George Hendrik Breitner
Ik zal de menschen schilderen op de straat en in de huizen, die ze gebouwd hebben, 't leven vooraf.. Geschiedenis wilde ik schilderen en zal ik ook, maar de Geschiedenis in haren uitgebreidsten zin. Een markt, een kaai, een rivier, een bende soldaten onder een gloeiende zon of in de sneeuw is net zoo goed en meer geschiedenis dan 'De nichtjes van Spinoza komen hem bezoeken vergezeld door hunne mama'.
In een brief uit het jaar 1889 aan zijn oude vriend de schilder Herman van der Weele vroeg Breitner: Wees zo goed en meld me per omgaande, met tekening en uitleg, hoe ik een camera kan maken, zoals ik toen bij jou gezien heb.
De schilder Willem Witsen en Breitner leenden en gebruikten waarschijnlijk foto's van elkaar. Het grote schilderij van de Dam in het Stedelijk Museum in Amsterdam is gemaakt naar een foto van Witsen, waarop ook een briefje van Breitner aan Witsen zou kunnen slaan:
De afdrukken had ik ook willen meegeven, maar nu is de Dam bij avond zoek. Ik hoop ze vandaag nog te vinden en neem ze dan vanavond mee.
Uit: Paul Hefting, G.H. Breitner, Brieven aan A.P. Stolk. Utrecht 1970
Uit: Paul Hefting: Brieven van G.H. Breitner aan H.J, van der Weele. in: Ned. Kunsthint. Jaarboek 1976, Haarlem 1977
39) Breitner, Foto van het besneeuwde Westerdok. Op de foto is een kwadratuur aangebracht om de vormen gemakkelijk over te kunnen nemen op het schilderij.
Ik vernam dat je tegenwoordig speciaal bezig bent met vergrotingen. Ik zou je naaml. willen vragen of je soms een stuk heidegrond (voorgrond) voor me had, zou ik je zeer dankbaar zijn. Ik ben naaml. aan een schilderij bezig met een grote voorgrond. Je hebt het misschien wel gezien, met die artillerie en zo. Het moet een eenvoudig inglooiende grond zonder veel tierlantijntjes van zand etc. niets dan heide.

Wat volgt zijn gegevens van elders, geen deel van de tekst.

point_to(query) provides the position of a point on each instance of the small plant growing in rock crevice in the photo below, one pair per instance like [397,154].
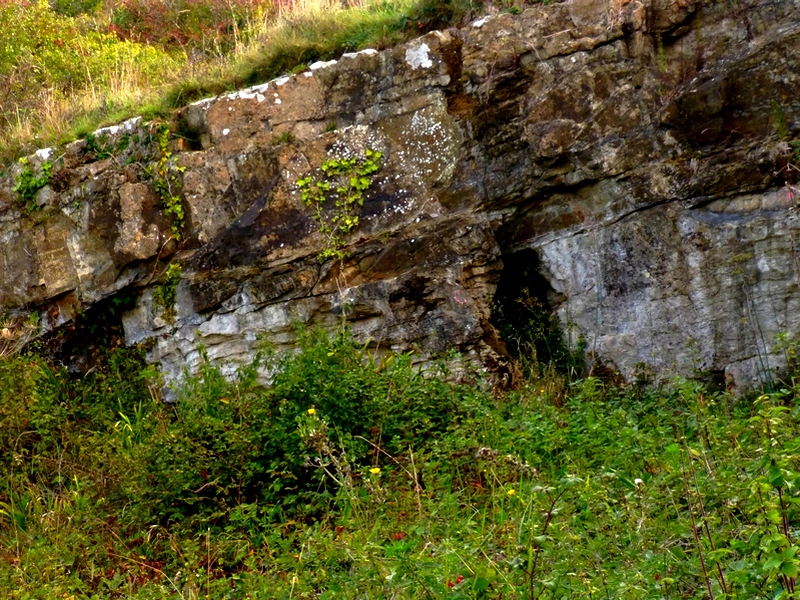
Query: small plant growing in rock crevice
[30,183]
[344,182]
[166,294]
[165,181]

Omstreeks 1892 schrijft Breitner aan de heer Groesbeek van kunsthandel Van Wisselingh:
Buitendien ik gebruik wel degelijk photos. Het is niet mogelijk dergelijke dingen te maken zonder hulp van photos. Hoe wil je dat ik een Amsterdamse straat maak. Ik maak krabbeltjes in mijn schetsboek, als het kan een studie uit een raam en een schets voor de details, maar de keus, de compositie is toch van mij.

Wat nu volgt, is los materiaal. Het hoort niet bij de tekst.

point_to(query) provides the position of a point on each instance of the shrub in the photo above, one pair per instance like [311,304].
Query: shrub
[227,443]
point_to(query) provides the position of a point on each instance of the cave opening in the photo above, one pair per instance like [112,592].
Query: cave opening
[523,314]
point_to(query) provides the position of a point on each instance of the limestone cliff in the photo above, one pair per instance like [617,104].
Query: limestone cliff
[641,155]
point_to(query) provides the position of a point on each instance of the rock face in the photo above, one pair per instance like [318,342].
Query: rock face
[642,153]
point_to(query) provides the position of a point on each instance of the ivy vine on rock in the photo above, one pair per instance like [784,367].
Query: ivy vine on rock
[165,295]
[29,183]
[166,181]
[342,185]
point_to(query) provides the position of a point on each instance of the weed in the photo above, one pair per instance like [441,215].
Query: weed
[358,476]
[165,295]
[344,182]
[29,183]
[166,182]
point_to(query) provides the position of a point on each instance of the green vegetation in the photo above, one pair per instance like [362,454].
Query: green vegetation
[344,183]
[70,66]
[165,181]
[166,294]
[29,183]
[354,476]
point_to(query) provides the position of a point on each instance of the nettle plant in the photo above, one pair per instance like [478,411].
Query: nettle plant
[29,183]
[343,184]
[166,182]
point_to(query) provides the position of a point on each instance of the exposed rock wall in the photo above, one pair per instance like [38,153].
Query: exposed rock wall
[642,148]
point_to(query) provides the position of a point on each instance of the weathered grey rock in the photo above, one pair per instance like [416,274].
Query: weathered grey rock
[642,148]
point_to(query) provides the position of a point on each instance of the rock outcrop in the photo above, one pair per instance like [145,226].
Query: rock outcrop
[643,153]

Uit: A. Venema, G.H. Breitner. Amsterdam 1981
40) Breitner, Het besneeuwde Westerdok. Olie op doek.
De kunsthistoricus Huib Luns schreef over Breitner:
De kou verstijft de mensen, maar de dieren bewegen zo natuurlijk dat het prachtig gebruik der fotografie er van valt te leiden. Breitner fotografeerde uitstekend. Witsen deed dat ook. (...) De documentatie, de hulp aan zijn visueel geheugen, die de foto hem bood, heeft hij meesterlijk aangewend. Slechts een enkele maal, ik herinner mij een sleperswagen op een brug, heeft die documentatie hem verraden, als regel wist hij haar dienstbaar te maken aan zijn picturale expressie.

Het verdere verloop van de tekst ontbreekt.